Modeling of orientational polarization within the framework of extended micropolar theory

Abstract

AbstractIn this paper the process of polarization of transversally polarizable matter is investigated based on concepts from micropolar theory. The process is modeled as a structural change of a dielectric material. On the microscale it is assumed that it consists of rigid dipoles subjected to an external electric field, which leads to a certain degree of ordering. The ordering is limited, because it is counteracted by thermal motion, which favors stochastic orientation of the dipoles. An extended balance equation for the microinertia tensor is used to model these effects. This balance contains a production term. The constitutive equations for this term are split into two parts, one , which accounts for the orienting effect of the applied external electric field, and another one, which is used to represent chaotic thermal motion. Two relaxation times are used to characterize the impact of each term on the temporal development. In addition homogenization techniques are applied in order to determine the final state of polarization.

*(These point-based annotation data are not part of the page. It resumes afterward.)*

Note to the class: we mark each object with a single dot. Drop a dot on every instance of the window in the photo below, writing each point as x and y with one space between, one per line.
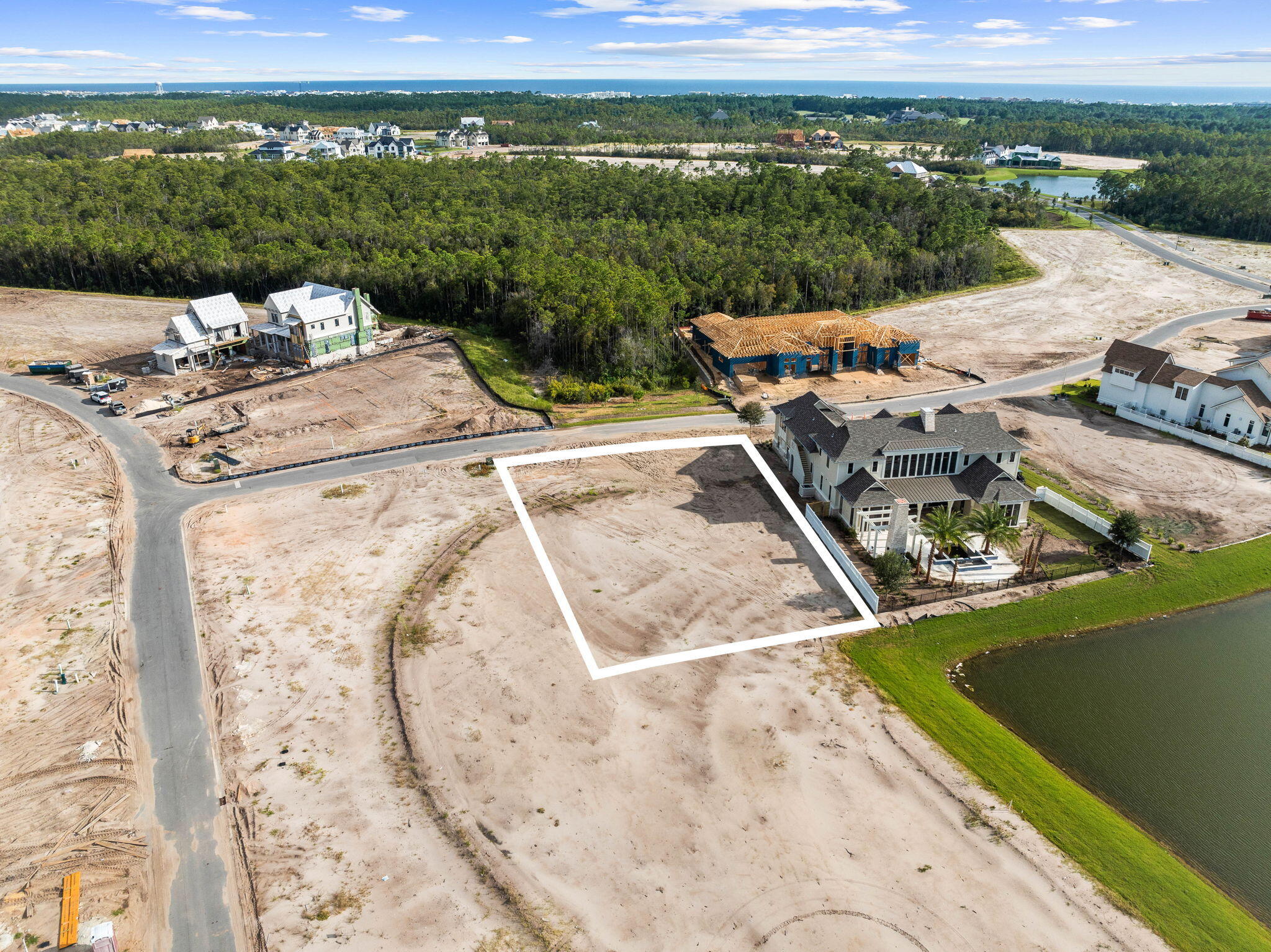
941 463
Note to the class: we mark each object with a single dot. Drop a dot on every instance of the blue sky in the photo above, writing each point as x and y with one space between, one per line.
1148 42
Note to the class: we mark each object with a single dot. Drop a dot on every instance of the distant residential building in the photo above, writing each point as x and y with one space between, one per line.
462 138
315 325
210 327
274 150
1233 402
912 115
325 149
392 148
900 169
1021 156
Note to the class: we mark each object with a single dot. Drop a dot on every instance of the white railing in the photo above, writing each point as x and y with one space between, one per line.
1086 518
847 565
1215 442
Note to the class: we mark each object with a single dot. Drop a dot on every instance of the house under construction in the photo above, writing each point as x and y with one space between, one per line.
796 345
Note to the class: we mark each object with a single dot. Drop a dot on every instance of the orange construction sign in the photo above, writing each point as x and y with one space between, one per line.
69 933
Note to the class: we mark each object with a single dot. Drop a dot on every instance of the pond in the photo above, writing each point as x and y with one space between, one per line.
1169 720
1074 186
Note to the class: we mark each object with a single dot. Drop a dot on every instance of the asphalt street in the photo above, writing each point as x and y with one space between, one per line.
172 689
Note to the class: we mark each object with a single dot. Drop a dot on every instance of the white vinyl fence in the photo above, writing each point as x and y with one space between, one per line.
1214 442
1086 518
847 565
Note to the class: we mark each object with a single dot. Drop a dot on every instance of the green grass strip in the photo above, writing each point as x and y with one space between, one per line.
909 667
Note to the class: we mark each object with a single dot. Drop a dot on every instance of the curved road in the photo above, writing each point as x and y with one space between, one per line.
186 776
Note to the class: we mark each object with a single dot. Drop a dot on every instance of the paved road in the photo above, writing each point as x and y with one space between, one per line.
186 778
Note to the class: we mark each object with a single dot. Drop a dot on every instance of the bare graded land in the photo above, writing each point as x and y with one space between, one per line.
1198 496
1211 348
1092 285
393 398
644 570
70 791
757 801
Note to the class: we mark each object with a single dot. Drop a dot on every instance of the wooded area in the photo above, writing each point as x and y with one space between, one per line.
589 266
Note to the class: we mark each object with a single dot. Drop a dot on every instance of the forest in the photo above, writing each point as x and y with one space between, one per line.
589 267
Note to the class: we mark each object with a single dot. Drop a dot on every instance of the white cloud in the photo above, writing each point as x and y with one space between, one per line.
993 41
755 48
259 34
675 8
63 54
207 13
1095 22
377 14
685 19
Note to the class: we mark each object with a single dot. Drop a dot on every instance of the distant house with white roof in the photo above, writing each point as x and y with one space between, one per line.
211 327
315 325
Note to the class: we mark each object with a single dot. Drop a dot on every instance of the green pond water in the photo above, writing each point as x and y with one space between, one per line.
1169 720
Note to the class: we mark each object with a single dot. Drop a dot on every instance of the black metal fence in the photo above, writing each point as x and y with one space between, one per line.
369 453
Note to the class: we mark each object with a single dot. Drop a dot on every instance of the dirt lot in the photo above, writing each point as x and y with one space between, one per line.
1210 348
704 805
70 792
1255 256
86 327
1092 286
642 568
1197 495
1100 162
388 400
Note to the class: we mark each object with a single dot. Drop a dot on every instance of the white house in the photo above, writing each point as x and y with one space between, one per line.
390 148
1232 403
315 325
883 474
462 138
211 327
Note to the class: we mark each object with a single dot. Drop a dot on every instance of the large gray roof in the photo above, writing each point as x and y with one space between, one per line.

The traditional homogenization is based on calculating the average effective length of polarized dipoles. In a non-traditional approach the inertia tensor of the rigid rods is homogenized. Both methods lead to similar results. The final states of polarization are then compared with the transient simulation. By doing so it becomes possible to link the relaxation times to the finally observed state of order, which in terms of the finally obtained polarization is a measurable quantity.